A backend app that consume all new photos imported and inserts them into the database.

gateway

The current gateway that serves all the frontend. Basically same as before even though a lot of refactoring has been done to utilize the new libs.

web-frontend

Postcss config moved from package.json to .postcssrc.json for better compatibility. Couldn't get it to work otherwise.

Services

These are services needed in docker that are not a lib nor an app.

db

Postgres docker container with initial sql schema.

db-migrations

Automatic migration handling for db using sql migration files.

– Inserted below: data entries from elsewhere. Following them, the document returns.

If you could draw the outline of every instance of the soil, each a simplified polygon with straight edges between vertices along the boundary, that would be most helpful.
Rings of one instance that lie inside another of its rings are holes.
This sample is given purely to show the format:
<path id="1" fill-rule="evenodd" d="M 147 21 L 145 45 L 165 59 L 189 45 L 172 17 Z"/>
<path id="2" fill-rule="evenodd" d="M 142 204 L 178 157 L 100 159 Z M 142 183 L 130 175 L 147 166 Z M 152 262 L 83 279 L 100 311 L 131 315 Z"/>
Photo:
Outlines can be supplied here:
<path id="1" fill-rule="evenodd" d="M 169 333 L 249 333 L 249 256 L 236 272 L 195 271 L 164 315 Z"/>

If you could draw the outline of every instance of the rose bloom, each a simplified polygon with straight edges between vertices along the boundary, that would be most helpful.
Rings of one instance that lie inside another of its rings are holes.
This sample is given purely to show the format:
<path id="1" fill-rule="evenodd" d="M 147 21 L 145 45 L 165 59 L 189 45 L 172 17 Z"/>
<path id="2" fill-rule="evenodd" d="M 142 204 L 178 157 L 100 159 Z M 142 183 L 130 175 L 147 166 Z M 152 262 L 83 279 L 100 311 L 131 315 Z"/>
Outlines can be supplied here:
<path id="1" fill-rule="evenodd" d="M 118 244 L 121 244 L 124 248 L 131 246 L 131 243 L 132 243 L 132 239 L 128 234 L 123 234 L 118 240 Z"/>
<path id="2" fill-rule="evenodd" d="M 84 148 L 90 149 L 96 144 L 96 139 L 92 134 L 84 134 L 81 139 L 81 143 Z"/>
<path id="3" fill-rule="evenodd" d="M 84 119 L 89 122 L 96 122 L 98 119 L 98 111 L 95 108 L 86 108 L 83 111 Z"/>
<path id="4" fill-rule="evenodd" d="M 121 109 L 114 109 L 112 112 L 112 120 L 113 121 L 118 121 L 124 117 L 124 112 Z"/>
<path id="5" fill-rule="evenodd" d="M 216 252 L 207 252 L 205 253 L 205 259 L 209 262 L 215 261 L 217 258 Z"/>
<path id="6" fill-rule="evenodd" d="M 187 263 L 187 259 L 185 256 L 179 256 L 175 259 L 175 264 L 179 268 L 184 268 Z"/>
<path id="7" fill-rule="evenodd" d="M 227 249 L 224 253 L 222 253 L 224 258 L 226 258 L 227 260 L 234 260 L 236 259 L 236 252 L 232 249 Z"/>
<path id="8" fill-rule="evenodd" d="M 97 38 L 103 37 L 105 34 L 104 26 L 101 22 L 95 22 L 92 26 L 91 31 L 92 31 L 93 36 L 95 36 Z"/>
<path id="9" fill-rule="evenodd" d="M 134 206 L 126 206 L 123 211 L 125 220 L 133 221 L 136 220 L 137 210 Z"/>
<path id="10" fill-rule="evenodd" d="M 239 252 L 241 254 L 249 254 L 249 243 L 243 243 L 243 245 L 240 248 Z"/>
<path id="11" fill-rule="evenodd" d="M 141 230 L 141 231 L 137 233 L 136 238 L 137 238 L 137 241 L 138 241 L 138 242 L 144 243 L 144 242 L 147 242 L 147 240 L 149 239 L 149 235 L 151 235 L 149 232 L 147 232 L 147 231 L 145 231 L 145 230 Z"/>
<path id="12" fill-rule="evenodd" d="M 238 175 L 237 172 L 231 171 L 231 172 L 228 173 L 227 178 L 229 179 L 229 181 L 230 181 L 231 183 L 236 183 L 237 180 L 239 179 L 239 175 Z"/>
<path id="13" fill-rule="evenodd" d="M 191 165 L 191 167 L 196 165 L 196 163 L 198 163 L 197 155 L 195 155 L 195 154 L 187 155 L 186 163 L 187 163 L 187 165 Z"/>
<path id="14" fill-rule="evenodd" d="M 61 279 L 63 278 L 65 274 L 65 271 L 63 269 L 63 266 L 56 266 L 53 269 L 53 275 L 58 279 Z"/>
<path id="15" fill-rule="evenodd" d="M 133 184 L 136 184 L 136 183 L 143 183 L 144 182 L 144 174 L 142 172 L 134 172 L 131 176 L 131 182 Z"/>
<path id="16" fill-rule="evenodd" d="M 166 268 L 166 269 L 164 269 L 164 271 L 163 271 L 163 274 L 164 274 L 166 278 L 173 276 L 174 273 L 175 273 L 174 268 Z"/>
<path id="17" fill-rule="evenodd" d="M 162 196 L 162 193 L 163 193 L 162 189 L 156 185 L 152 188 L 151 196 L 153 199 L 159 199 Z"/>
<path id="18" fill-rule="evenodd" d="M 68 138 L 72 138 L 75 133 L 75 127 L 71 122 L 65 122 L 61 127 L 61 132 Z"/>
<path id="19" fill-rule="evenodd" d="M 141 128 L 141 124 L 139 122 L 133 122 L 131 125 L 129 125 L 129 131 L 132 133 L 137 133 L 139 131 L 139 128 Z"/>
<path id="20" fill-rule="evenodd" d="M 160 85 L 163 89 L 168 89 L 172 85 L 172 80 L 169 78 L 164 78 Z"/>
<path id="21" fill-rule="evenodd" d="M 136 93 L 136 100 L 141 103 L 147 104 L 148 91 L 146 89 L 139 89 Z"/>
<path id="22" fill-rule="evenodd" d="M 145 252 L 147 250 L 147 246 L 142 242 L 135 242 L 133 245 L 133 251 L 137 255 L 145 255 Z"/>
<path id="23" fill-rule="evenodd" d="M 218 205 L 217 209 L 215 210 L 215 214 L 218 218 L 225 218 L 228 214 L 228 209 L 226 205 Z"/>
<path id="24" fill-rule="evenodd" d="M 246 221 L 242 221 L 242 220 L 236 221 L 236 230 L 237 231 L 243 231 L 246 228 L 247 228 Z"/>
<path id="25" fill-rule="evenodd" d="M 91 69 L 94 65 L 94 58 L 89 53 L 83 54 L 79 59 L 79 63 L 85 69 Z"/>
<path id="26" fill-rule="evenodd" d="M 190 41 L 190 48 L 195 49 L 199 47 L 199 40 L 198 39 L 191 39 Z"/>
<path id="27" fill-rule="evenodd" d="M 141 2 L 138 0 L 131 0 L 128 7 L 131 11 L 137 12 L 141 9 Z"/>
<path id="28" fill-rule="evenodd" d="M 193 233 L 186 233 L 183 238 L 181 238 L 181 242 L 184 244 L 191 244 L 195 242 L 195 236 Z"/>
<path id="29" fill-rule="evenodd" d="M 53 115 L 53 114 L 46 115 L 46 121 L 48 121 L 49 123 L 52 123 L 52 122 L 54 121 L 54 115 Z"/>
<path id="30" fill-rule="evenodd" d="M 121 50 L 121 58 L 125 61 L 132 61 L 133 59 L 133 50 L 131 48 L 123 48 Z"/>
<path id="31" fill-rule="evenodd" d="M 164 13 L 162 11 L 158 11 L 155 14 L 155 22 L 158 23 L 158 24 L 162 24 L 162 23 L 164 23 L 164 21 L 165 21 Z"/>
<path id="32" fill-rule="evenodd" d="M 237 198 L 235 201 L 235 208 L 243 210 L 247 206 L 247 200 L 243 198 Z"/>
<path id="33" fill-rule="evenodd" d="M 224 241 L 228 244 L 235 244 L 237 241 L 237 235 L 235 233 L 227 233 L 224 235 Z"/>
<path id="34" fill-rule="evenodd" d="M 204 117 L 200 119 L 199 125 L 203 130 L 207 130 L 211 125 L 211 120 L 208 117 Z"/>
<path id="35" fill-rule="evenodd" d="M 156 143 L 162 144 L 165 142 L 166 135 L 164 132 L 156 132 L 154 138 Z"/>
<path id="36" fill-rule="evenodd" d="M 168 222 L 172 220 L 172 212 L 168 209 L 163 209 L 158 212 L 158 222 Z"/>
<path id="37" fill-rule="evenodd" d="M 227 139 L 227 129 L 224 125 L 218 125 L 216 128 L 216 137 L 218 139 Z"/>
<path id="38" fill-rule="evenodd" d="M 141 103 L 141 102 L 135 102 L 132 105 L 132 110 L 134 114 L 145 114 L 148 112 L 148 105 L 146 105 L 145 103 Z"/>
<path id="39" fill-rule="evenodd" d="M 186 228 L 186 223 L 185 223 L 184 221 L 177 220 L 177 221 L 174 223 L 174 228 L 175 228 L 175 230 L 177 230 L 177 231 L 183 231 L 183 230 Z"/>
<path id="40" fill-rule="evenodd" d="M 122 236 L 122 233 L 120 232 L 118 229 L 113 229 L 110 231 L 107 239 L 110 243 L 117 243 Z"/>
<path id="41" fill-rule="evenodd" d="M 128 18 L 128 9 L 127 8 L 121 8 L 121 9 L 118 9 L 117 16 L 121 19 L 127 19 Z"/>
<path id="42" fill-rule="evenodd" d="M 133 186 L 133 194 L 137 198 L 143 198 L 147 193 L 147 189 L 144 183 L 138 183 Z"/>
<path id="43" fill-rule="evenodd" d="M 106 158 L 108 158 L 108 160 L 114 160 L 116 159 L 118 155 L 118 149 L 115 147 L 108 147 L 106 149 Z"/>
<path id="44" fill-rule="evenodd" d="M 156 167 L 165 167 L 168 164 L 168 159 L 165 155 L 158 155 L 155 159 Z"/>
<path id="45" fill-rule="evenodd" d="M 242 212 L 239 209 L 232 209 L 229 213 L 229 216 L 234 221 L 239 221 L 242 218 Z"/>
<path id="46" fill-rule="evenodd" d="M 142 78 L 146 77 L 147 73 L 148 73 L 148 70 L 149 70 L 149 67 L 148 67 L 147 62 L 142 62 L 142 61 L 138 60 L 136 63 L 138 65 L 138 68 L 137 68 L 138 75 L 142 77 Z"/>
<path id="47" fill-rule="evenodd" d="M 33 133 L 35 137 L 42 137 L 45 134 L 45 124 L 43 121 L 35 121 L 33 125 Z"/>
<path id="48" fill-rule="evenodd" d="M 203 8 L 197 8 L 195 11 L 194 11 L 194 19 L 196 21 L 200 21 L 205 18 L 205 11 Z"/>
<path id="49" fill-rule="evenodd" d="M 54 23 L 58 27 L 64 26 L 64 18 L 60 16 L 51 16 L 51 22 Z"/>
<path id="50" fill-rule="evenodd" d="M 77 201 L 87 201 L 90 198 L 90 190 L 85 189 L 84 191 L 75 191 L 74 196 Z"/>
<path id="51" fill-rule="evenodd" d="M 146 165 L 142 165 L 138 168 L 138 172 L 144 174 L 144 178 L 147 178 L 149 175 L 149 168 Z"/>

Just add a new migration file here using the specified format and recreate your docker container to have the migration applied.

Current queues

These are the current queues available:

user-photo--google-drive--received

All images imported from Google Drive are published to this queue with the following format:

{
  "user": string,
  "photo": GoogleDrivePhotoResource
}

GoogleDrivePhotoResource

user-photo--downloaded

All photos that have been downloaded are published to this queue to indicate that further handling of the file is now possible.

Message format:

{
  "id": string,
  "extension": string
}

user-photo--normalized

All photos that have been normalized will be published to this queue.

Message format:

{
  "owner": string,  // user guid
  "url": string,  // Url to thumbnail/base64 thumbnail
  "mimeType": string,
  "provider": string,  // E.g. "Google" for google drive
  "providerId": string,
  "original": Object
}

original is the same structure as the raw item from the provider, e.g. GoogleDrivePhotoResource if imported from Google Drive.